A sister visits her pregnant sister in an outsize country mansion called Magpie Hall which used to be a children’s home. Playing Pandora, the sister explores the house’s echoing and unfurnished chambers, opening doors that have been shut for years. Soon the sound of young laughter is mixing with the screams as the long-locked-up come out to play and seek some maternal comfort.
It’s a story taut with suspense and fair dripping with atmosphere, from the flagstones of the walled garden which are treacherous with frost to the rotting skeleton and warped roof of the disused coach house, even as it maps out the geography of the horror that awaits its latest inhabitants.
Vivid and sensuous
The writing in this varied collection of 26 stories is often strikingly vivid and often very sensuous, such as this description of a simple wooden floor:
The grain carries every shade between mocha and bistre depending on the time of day. When the afternoon sun warms the wood, believe me you’ll feel an urge to take off your clothes and lie stretched across it, legs splayed as wide as they can get. You’ll sink into it, deep down to the memory of its living roots, and you’ll dream of burrowing mice and earthworms.
Holmes is very good at conjuring up images of time and light so that ‘day was bright at the window, slicing itself into yellow wedges’ or an early dusk was ‘scratching at the edge of things.’ Nature, too, is very much present in these tales, wild in its energy and often unfettered.
In the rural gothic horror of ‘Beneath the Skin’ a woman feeds an animal in the garden with gobbets of meat before having sex with it, which ‘undoes your human self, makes a monster of you. It’s a mating without sentiment or intimacy, an exquisite thrusting.’
In ‘A Small Life’ a new recruit to a village rowing team senses something dangerous lurking on the riverbank and ends with the man offering it a human sacrifice, ‘drooping boneless as a half-stuffed scarecrow between my stretched arms.’
‘Ghost Story’ does what it says on the tin, as a young man hunts down such stories to both enthral and to thrill him.
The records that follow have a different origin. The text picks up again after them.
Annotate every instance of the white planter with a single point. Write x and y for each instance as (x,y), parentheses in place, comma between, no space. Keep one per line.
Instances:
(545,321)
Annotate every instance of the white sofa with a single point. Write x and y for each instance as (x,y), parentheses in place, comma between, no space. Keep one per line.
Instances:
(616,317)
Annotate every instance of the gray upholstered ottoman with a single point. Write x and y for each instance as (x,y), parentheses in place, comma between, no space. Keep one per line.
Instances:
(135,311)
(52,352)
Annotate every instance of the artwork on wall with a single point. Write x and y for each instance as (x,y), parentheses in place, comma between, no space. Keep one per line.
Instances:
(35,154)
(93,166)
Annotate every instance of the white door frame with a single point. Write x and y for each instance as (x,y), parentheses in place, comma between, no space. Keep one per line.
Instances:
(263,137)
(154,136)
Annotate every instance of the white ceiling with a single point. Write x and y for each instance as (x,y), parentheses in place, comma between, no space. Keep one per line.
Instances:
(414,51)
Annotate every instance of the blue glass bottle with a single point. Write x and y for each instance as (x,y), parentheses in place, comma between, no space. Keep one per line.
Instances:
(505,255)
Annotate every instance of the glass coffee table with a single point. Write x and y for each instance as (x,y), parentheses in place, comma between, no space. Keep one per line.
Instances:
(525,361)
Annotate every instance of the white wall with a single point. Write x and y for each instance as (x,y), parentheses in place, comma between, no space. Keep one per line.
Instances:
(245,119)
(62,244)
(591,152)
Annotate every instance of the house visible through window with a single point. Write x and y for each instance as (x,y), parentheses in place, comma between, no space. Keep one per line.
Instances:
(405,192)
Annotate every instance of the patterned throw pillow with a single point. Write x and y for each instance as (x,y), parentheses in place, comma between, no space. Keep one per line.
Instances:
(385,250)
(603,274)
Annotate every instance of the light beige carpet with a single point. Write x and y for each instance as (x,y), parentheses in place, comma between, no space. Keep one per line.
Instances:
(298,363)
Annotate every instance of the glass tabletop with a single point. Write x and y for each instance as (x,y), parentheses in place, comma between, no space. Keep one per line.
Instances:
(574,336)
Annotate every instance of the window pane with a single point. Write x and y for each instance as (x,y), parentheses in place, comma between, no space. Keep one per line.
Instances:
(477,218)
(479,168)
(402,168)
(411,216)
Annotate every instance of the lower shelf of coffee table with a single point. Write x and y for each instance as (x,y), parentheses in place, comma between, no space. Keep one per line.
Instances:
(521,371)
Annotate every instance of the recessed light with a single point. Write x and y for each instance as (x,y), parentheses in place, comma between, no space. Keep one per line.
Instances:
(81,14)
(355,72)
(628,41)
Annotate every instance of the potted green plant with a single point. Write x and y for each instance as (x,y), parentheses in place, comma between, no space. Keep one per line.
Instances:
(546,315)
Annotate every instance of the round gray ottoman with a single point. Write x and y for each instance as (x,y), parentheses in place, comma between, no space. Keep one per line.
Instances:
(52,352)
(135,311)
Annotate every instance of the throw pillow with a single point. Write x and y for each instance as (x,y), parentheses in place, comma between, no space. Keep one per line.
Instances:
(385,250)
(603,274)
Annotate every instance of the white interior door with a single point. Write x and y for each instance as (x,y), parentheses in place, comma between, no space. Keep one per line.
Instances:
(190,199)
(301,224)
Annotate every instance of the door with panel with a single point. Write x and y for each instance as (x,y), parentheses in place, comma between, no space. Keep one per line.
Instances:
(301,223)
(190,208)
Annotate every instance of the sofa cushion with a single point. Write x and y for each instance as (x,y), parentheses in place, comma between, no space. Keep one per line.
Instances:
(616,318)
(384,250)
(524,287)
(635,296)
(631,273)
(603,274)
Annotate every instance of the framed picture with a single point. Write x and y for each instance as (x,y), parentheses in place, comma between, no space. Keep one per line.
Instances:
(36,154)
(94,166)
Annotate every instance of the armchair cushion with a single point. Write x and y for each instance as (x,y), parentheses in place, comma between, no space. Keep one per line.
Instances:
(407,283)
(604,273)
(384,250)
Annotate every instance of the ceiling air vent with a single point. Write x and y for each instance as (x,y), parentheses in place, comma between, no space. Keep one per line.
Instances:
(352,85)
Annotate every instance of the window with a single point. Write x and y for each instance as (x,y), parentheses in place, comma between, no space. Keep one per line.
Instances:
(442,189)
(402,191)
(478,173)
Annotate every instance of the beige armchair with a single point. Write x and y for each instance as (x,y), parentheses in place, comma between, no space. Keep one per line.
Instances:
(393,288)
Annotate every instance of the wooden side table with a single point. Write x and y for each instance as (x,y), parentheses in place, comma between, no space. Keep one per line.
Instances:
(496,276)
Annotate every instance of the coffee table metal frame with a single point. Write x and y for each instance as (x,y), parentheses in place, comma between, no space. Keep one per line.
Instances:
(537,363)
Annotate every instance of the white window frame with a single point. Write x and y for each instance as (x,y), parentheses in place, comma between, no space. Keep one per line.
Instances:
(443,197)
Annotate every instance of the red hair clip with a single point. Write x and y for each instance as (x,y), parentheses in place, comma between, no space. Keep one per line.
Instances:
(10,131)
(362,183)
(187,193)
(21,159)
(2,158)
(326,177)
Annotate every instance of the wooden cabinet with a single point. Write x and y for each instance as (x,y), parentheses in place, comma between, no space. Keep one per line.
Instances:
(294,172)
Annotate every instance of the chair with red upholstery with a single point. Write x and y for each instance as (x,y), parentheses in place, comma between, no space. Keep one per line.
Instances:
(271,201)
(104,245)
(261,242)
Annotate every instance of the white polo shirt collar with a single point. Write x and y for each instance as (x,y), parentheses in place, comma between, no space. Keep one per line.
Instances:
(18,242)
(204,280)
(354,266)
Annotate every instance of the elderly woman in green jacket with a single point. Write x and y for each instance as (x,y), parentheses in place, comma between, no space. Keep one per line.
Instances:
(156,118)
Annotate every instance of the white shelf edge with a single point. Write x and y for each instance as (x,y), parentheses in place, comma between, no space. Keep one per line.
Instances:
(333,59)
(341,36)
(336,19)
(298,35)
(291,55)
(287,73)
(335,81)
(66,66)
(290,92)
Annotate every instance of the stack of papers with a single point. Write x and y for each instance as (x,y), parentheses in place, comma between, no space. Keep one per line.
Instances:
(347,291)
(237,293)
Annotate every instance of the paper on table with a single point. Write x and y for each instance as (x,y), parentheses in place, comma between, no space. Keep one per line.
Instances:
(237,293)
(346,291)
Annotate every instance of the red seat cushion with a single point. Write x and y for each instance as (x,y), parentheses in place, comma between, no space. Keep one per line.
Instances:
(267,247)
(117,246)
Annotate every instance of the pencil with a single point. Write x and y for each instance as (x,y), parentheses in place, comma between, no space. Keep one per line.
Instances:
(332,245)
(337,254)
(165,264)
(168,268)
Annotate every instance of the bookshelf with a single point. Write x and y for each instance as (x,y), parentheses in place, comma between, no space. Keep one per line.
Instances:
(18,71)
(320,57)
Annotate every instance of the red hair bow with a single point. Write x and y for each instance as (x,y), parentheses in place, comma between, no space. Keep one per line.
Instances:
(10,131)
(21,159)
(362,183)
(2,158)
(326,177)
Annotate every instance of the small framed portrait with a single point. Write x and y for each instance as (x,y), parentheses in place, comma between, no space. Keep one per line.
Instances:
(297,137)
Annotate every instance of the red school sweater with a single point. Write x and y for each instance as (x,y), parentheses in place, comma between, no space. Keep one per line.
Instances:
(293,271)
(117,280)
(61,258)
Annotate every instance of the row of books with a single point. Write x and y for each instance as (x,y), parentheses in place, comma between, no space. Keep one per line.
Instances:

He hears an old woman’s tale before being led to the place of which it tells, a crumbled house set deep in the woods where there are spectral faces at the windows to complement the sense of dread which settles in the marrow of the thrill seeker’s bones.
All too late he realizes that there’s a frightening truth at the heart of the story, even as the young girl who has guided him to the place loses her life.
Shards of a nightmare
But there is one story which stays in the mind, nagging like left-over shards of a nightmare. ‘Sleep’ is a story about a mother called Rosy who finds it hard to cope with caring for her son Tom because of her own ill health, resorting to encouraging him to take sleeping tablets so that she can rest as he gets some much needed rested, often aided by copious drinking, the kind that ‘lowered the inhibitions without clouding the thinking.’
Gradually she drinks more and more and the thinking consequently does get cloudy, leading to the fateful day when she considers ‘casting her beautiful, damaged son into a sleep he’d never wake from. For his sake. For her sake.’ It has an ending to chill the very soul.
In another tale of mental ill-health called ‘They Tell Me,’ a woman with a diminished libido is consigned by her husband to an asylum where the treatments meted out to her soon resemble torture as much as medicine. Cold baths lead to tooth extractions and then increasingly invasive surgery as the staff seek to rid her of the so-called infections that have led to her condition.
Some of the stories are modern day fairy tales, with characters called Gretel knowingly wandering through, while others such as the eponymous story ‘Figurehead’ offer out-and-out fantasy in which the wooden figure on a ship’s prow is given voice to share with us her marine adventures just as ‘Little Matrons’ finds Russian dolls revealing their inner secrets.
There’s a confident sense of logic underpinning all of this, a believability to such extraordinary events and happenings which is all down to the author’s assured skill in harnessing a wild imagination to the dark drifts of story.
These tales of wild woods and wilder inhabitants settle into the reader’s mind in such a way that he becomes alert to the creaks of the room, the possibility of other presences, the edges of the known world being blurrier, anxiety-inducing, far less definite than before we started reading the first of these demon-strewn, spooky and spine-chilling stories.
I’d recommend reading them with an axe to hand, just in case.